Answer:
a) ηpump = 44.44%
b) ΔT = 0.059°C
Explanation:
Given
- Power input to the electric motor: Wmotor = 20 kW
- Electric motor efficiency: ηmotor = 90%
- Water flow rate: V = 40 l/s
- Pressure at the pump inlet: Pint = 120 kPa
- Pressure at the pump outlet: Pout = 320 kPa
- C = 4.186 kJ/Kg*°C
Required:
a) Determine the mechanical efficiency of the pump.
b) Determine the temperature rise of water as it flows through the pump due to mechanical inefficiencies.
Assumptions:
- Steady state operation.
- The elevation difference across the pump is negligible.
Solution:
Mass flow rate of the water could be defined as the following:
m = V/v ⇒ m = 0.04/0.001 = 40 Kg/s
The power supplied to the fluid is obtained from the First Law of Thermodynamics for open system.
Wfluid = m*(Pout - Pin)*v
⇒ Wfluid = (40 Kg/s)*(320 kPa - 120 kPa)*0.001 = 8 kW
The shaft power could be defined as the following
Wshaft = ηmotor*Wmotor
⇒ Wshaft = 0.9*20 = 18 kW
The mechanical efficiency of the pump could be defined as the following:
ηpump = Wfluid/Wshaft
⇒ ηpump = 8 kW/18 kW = 0.44
⇒ ηpump = 44.44%
Of the 18 kW mechanical power supplied by the pump, only 8 kW is imparted to the fluid as mechanical energy.
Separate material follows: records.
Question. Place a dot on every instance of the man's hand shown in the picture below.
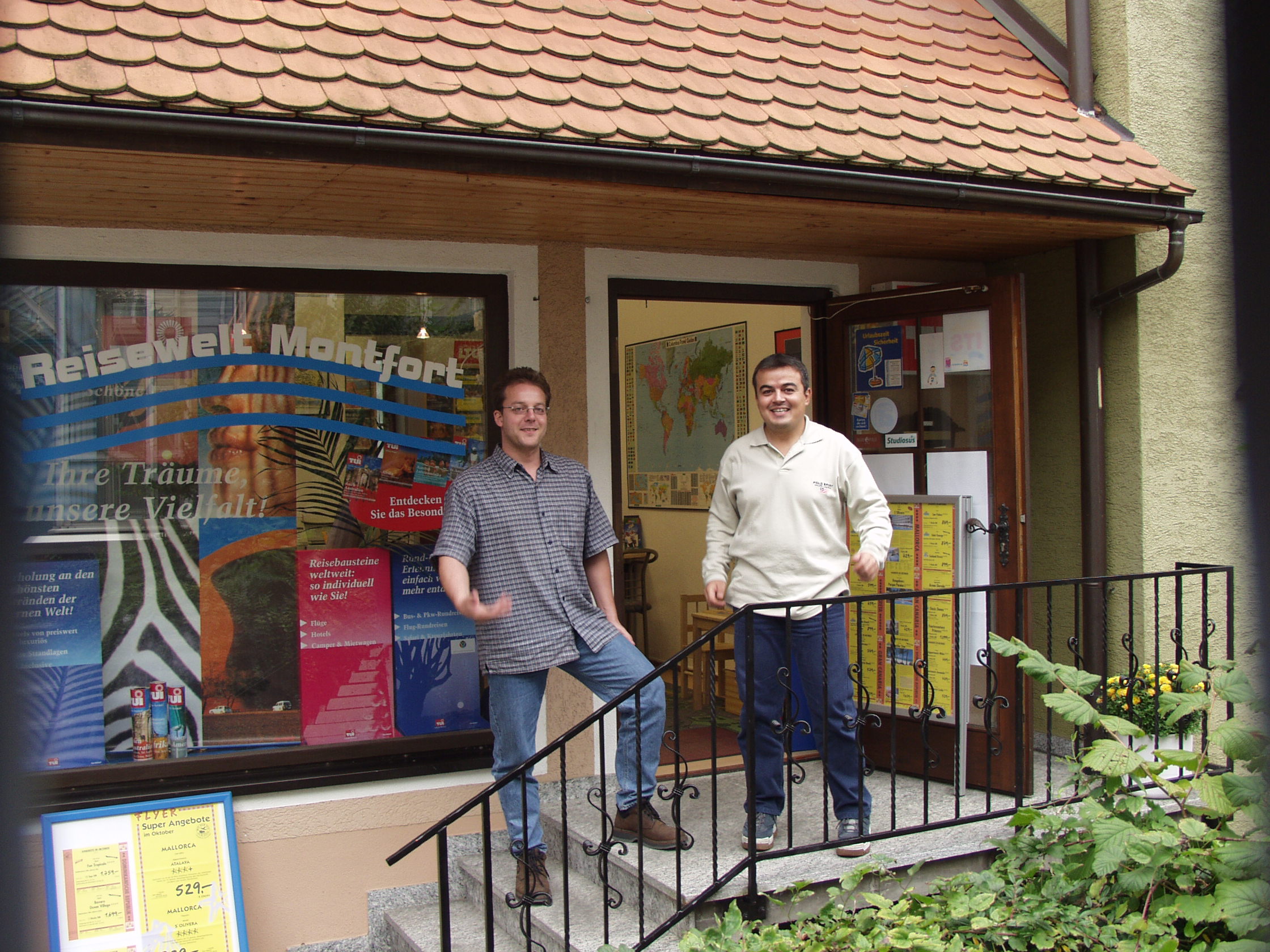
(478, 611)
(621, 628)
(865, 565)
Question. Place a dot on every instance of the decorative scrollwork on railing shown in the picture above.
(868, 719)
(1175, 635)
(606, 845)
(990, 702)
(675, 794)
(788, 726)
(1073, 645)
(526, 913)
(924, 714)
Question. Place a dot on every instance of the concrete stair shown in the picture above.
(661, 882)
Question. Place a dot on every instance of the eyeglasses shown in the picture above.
(522, 410)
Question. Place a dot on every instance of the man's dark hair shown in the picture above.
(774, 362)
(519, 375)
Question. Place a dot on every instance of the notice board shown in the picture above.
(926, 554)
(159, 876)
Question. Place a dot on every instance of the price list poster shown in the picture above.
(159, 876)
(895, 639)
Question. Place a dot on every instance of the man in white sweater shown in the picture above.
(779, 517)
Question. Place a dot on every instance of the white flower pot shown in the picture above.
(1147, 747)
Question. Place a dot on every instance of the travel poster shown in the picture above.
(437, 673)
(59, 622)
(686, 400)
(346, 644)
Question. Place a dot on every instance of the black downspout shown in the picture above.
(1080, 56)
(1094, 495)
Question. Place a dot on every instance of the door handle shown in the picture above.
(1000, 528)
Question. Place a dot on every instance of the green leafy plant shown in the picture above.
(1102, 871)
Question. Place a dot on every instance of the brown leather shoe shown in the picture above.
(532, 884)
(643, 823)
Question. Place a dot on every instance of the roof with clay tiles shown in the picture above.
(918, 86)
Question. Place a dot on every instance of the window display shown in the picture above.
(230, 500)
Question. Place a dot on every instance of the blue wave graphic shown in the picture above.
(216, 420)
(209, 390)
(194, 363)
(64, 715)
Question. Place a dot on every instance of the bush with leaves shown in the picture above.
(1104, 871)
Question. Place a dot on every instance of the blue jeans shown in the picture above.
(514, 715)
(840, 752)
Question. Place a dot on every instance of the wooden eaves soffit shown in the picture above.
(817, 128)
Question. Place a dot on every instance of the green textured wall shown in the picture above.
(1175, 461)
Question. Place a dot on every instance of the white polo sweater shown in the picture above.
(782, 520)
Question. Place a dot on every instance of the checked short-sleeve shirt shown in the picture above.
(528, 538)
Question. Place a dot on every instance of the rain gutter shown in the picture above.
(1091, 305)
(138, 130)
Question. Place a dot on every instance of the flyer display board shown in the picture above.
(211, 483)
(159, 876)
(926, 552)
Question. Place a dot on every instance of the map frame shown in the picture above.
(683, 489)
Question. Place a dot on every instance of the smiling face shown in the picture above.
(781, 400)
(522, 432)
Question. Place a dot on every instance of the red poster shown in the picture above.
(346, 644)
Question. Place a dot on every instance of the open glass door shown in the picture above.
(930, 384)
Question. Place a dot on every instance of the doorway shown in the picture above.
(930, 382)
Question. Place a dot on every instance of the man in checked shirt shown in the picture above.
(526, 528)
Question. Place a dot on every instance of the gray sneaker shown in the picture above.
(765, 833)
(853, 829)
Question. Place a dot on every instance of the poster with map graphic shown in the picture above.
(686, 401)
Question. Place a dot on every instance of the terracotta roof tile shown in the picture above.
(89, 75)
(416, 104)
(390, 49)
(118, 49)
(913, 84)
(289, 13)
(335, 42)
(311, 65)
(380, 7)
(184, 55)
(225, 88)
(252, 61)
(375, 73)
(20, 70)
(82, 18)
(177, 8)
(271, 36)
(52, 42)
(211, 31)
(291, 93)
(236, 11)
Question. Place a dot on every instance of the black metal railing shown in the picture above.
(948, 734)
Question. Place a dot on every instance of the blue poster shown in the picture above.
(437, 673)
(879, 358)
(60, 664)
The remaining 10 kW is converted to thermal energy due to frictional effects, and this "lost" mechanical energy manifests itself as a heating effect in the fluid,
Emech,loss = Wshaft - Wfluid = 18 kW - 8 kW = 10 kW
The temperature rise of water due to this mechanical inefficiency is determined from the thermal energy balance,
Emech,loss = m*(u₂- u₁) = m*C*ΔT.
Solving for ΔT,
ΔT = Emech,loss/(m*C)
⇒ ΔT = 10 kW/(40 Kg/s*4.186 kJ/Kg*°C) = 0.059°C
Therefore, the water will experience a temperature rise of 0.059°C due to mechanical inefficiency, which is very small, as it flows through the pump.